Now, as we are applying Knn algorithm, we need the ratings to be unary (viewed film =1, non-viewed film=0). So, by now we don’t focus on the rating, but on if a user has seen the movie or not (for simplicity, we are assuming that if he/she has seen the movie, then he/she liked it).
First, we set all NA values to 0:
recommender[is.na(recommender)]<-0
Then, we need to set all other values to 1:
recommender[recommender >0] <- 1
So we now have the data frame we wanted: Unary and with items as rows and users as columns.
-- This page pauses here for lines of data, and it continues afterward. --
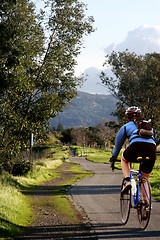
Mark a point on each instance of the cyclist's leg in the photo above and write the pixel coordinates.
(125, 167)
(146, 185)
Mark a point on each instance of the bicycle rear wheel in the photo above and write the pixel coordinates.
(125, 205)
(144, 211)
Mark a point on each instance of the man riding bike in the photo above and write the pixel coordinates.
(138, 146)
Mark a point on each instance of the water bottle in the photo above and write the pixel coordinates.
(134, 189)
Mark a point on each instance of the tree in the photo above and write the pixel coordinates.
(37, 67)
(136, 82)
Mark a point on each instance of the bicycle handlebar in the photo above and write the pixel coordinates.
(112, 164)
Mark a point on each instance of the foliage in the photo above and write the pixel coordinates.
(136, 82)
(100, 135)
(86, 109)
(38, 55)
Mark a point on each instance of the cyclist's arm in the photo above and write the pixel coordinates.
(120, 139)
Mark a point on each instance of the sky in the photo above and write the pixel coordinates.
(114, 20)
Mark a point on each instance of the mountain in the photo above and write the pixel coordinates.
(86, 109)
(93, 83)
(141, 40)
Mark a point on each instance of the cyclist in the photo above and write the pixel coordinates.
(138, 146)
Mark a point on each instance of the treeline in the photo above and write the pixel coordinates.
(38, 55)
(101, 136)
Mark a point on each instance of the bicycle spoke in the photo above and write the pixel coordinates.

Let’s apply the Knn algorithm:
To begin with, we compute the distance matrix between each of the movies (how similar/ different they are based on when they’re seen together):
distances <- as.matrix(dist(recommender, method="euclidean"))
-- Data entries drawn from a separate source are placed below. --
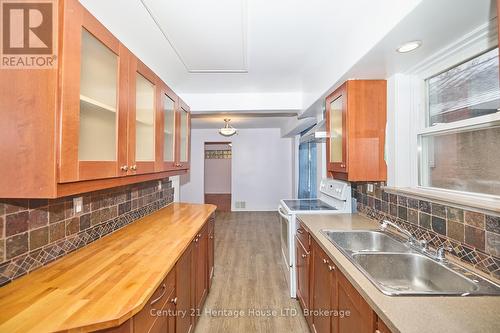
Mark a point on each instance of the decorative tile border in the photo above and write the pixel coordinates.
(470, 234)
(62, 232)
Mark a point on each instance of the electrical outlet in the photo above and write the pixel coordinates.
(78, 204)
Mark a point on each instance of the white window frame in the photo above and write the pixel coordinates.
(412, 86)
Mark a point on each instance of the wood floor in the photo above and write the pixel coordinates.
(249, 277)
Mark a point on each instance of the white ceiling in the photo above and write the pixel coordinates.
(285, 54)
(208, 36)
(239, 121)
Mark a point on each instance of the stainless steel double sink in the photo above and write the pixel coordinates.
(397, 268)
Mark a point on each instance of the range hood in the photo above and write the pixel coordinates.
(317, 134)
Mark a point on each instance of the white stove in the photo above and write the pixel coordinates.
(334, 198)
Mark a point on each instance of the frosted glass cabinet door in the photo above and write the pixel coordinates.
(168, 130)
(184, 137)
(336, 131)
(98, 101)
(144, 120)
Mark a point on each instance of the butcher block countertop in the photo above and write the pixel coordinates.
(407, 314)
(105, 283)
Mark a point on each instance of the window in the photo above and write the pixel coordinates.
(459, 147)
(307, 169)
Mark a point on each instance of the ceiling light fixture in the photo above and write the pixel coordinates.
(410, 46)
(227, 130)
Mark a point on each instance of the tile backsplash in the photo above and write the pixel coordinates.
(35, 232)
(474, 236)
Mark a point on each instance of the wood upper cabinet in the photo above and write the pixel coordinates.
(144, 95)
(356, 120)
(94, 99)
(324, 292)
(184, 136)
(167, 141)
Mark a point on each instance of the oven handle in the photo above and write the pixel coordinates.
(285, 216)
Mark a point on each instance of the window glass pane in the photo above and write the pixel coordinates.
(465, 91)
(168, 129)
(466, 160)
(144, 119)
(98, 88)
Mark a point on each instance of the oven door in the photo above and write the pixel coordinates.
(284, 227)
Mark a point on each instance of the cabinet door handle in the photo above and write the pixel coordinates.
(164, 287)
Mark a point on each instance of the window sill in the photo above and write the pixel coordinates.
(477, 202)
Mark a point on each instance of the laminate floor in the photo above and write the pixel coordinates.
(250, 281)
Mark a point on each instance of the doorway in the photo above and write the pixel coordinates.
(218, 158)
Now, the funcion k.nearest.neighbors, which computes the nearest neighbors:
k.nearest.neighbors <- function(i, recommender, k = 5)
{
ordered.neighbors <- order(recommender[i, ])
# This just gives us the list of points that are
# closest to row i in descending order.
# The first entry is always 0 (the closest point is the point itself) so
# let's ignore that entry and return points 2:(k+1) instead of 1:k
return(ordered.neighbors[2:(k + 1)])
}
Now, here’s a function to compute the probability that a movie has been seen by a given user:
seen.probability <- function(user, movie, recommender, distances, k = 25)
{
# Find the kNN closest movies to this movie in question.
neighbors <- k.nearest.neighbors(which(row.names(recommender) == movie), distances, k)
# Now that we know the other movies that have been seen with this one, return
# the mean of how many of those movies this user could see.
return(mean(recommender[neighbors, user]))
}
For example:
seen.probability("user1648", "13: Forrest Gump (1994)", recommender, distances)
## [1] 0.52
This tells us that user 1648 has a probability of having seen Forrest Gump of 52%.
So if we can predict the probability that a movie has been seen by a user, then we can run this function for all movies that the user has not yet seen, and return the ones with the highest probability of being seen (yet haven’t yet been seen). We do this with this function, which takes in the user in question, the recommender data.frame, the distances between movies, and the number of k neighbors you want to use. The function will return an ordered list of the movies recommended to that user:
most.probable.movies <- function(user, recommender, distances, k = 25)
{
probabilities <- rep(0, nrow(recommender))
for (i in 1:nrow(recommender)) { # For each movie
if (recommender[i,user] == 1) {
next # The user has already seen the movie.
}
probabilities[i] <- seen.probability(user, row.names(recommender)[i], recommender, distances, k)
}
return(order(probabilities, decreasing=T))
}
So, for instance, let’s recommend to user 860 the movies he will most likely enjoy seeing:
user <- "user860"
listing <- most.probable.movies(user, recommender, distances)
rownames(recommender)[listing[1:15]]
## [1] "453: A Beautiful Mind (2001)"
## [2] "278: The Shawshank Redemption (1994)"
## [3] "180: Minority Report (2002)"
## [4] "121: The Lord of the Rings: The Two Towers (2002)"
## [5] "954: Mission: Impossible (1996)"
## [6] "1894: Star Wars: Episode II - Attack of the Clones (2002)"
## [7] "187: Sin City (2005)"
## [8] "558: Spider-Man 2 (2004)"
## [9] "955: Mission: Impossible II (2000)"
## [10] "38: Eternal Sunshine of the Spotless Mind (2004)"
## [11] "114: Pretty Woman (1990)"
## [12] "424: Schindler's List (1993)"
## [13] "36658: X2: X-Men United (2003)"
## [14] "120: The Lord of the Rings: The Fellowship of the Ring (2001)"
## [15] "122: The Lord of the Rings: The Return of the King (2003)"
So we have the list with the most likely movies he/she will enjoy seeing.